お清め。

 休日に休めるなんて久しぶりのような。


 昨日,神社に電話。昭和37年なので厄払いではなく,お清めであると言われる。何か災厄があったのですか,とか言われる。
 もう何もかもダメです。


 神前に出るのだからクスリでラリっていてはいけないと思って,安定剤を飲まずに。案の定,運転が途中で怖くなる。連れに運転を代わってもらう。助手席で不安が一層高まる。事故を起こす確率はどちらが運転しても大差ないに違いないと思う。


 神社はやたらに大きい。


 七五三のピークと重なったらしい。マスコミが少子化云々と騒ぐのは,あれはウソであるようだ。訳の分からない子供がやたらにうようよしている。その一族郎党もあちこちに散在している。
 わたしは子供は嫌い。


 社務所で受付。次々順番を抜かされる。受付は早い者勝ちであるようだ。流水先を争わず。急いでいない。どうでもいい。


 娘の七五三と父親の厄払いとを一緒にやれば1回分の料金(?)で済むはずと主張しているご婦人。全然違う儀式なんだから無理に決まっている。あきらめた彼女は父の厄払いの方をやめてしまう。所詮他人でしかない。目先の5千円。


 やっと自分の受付。名前と住所と年齢。町名の漢字がどうしても分からなくなって,ぐちゃぐちゃになる。年齢については,正確には分かりません,と申告する。もともと知らないから平気。47才ぐらいのはず。


 待合いへ。子供や親や何だかやらが蝟集している。人々の顔を眺めていて,おそらくこの中で自分が最も神道一般に関する知識があるだろうと思う。こういう高慢さが自分自身をむしばんできたのだろうと思う。


 全然知らなかったのだが,ちょうど教育勅語の公布120年だという。解説のビデオを見せられて,神主さんの講話。国家権力に対する無邪気な信頼。まさか。


 耳障りの良い美しいことばは人を感激させても,だがそれ以上のものではない。無内容なことばに人は踊らされるが,だがそれは踊りでしかない。

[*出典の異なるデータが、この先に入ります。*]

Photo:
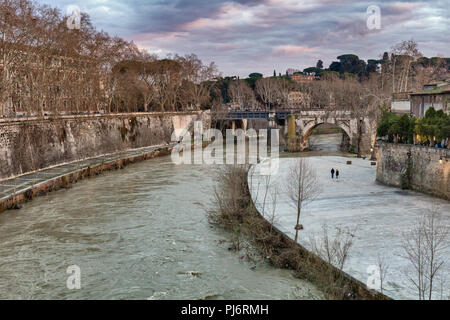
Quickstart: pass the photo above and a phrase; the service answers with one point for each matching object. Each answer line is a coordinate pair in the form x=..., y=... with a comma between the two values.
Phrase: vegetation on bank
x=234, y=210
x=432, y=129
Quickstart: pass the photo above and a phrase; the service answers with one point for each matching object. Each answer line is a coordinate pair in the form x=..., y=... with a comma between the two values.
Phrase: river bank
x=379, y=215
x=137, y=233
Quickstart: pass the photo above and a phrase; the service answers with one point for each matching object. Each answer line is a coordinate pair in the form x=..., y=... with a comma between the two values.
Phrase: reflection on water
x=137, y=233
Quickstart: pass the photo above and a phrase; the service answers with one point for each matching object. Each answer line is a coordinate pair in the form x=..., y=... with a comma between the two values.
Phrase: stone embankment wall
x=31, y=144
x=428, y=170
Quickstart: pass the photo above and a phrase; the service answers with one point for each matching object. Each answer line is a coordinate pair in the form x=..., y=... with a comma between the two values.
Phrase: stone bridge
x=360, y=132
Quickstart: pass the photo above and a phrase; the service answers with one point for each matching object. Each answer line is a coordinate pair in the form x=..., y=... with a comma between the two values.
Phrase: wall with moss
x=31, y=144
x=421, y=170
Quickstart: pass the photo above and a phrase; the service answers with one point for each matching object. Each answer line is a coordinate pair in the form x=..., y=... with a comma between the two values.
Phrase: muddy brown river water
x=137, y=233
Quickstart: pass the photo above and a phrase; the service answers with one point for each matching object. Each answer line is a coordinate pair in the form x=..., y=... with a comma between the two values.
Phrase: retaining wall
x=31, y=144
x=429, y=168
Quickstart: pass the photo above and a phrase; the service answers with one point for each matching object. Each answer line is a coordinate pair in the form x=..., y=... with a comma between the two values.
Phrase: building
x=401, y=102
x=435, y=94
x=301, y=78
x=296, y=100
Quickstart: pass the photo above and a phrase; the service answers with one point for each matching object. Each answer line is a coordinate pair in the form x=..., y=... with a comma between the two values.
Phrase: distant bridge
x=249, y=114
x=360, y=131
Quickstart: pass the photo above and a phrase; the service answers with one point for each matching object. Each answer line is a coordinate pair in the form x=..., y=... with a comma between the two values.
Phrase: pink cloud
x=291, y=50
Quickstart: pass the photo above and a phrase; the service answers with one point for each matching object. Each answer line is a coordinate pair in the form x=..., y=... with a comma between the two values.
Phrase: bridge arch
x=310, y=125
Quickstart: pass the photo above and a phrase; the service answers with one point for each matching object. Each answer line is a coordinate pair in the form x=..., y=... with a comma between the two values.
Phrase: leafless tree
x=241, y=93
x=383, y=268
x=301, y=187
x=333, y=248
x=425, y=246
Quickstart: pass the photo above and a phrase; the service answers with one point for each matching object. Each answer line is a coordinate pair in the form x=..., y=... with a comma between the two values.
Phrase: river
x=136, y=233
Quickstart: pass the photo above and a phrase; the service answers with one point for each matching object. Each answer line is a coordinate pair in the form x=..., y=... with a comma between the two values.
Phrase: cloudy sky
x=244, y=36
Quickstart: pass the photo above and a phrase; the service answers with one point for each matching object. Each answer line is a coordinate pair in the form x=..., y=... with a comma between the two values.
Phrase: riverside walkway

 神主さんがわたしを呼びに来たとき,わたしの心はすでに(神道的な意味で)邪心でふくれあがっていた。


 本殿。なるほど「神道」が仏教と手を携えることでその形を作ってきたのがよく分かる。


 巫女が太鼓を鳴らす。祝詞は予習不足でことばを聞き取れない。


 巫女が舞を舞う。くるくる回る。わたしは頭の中で「宗教的儀式における舞踏」のデータベースをかき回している。データ不足。わたしは肉体に関わることへの関心が乏しい。


 とにかく今回は状況が悪すぎた。クスリを飲んでおけばもっと違ったことになっていたかもしれなかった。


 何か袋詰めになったものを渡される。いらない。フェティッシュは信じない。確認しないままそれは車のシートのポケットに突っ込み放しになっている。


 ダメだったような気がするが,それでも何かが変わってくるのかもしれない。より悪くなるのでなければおk。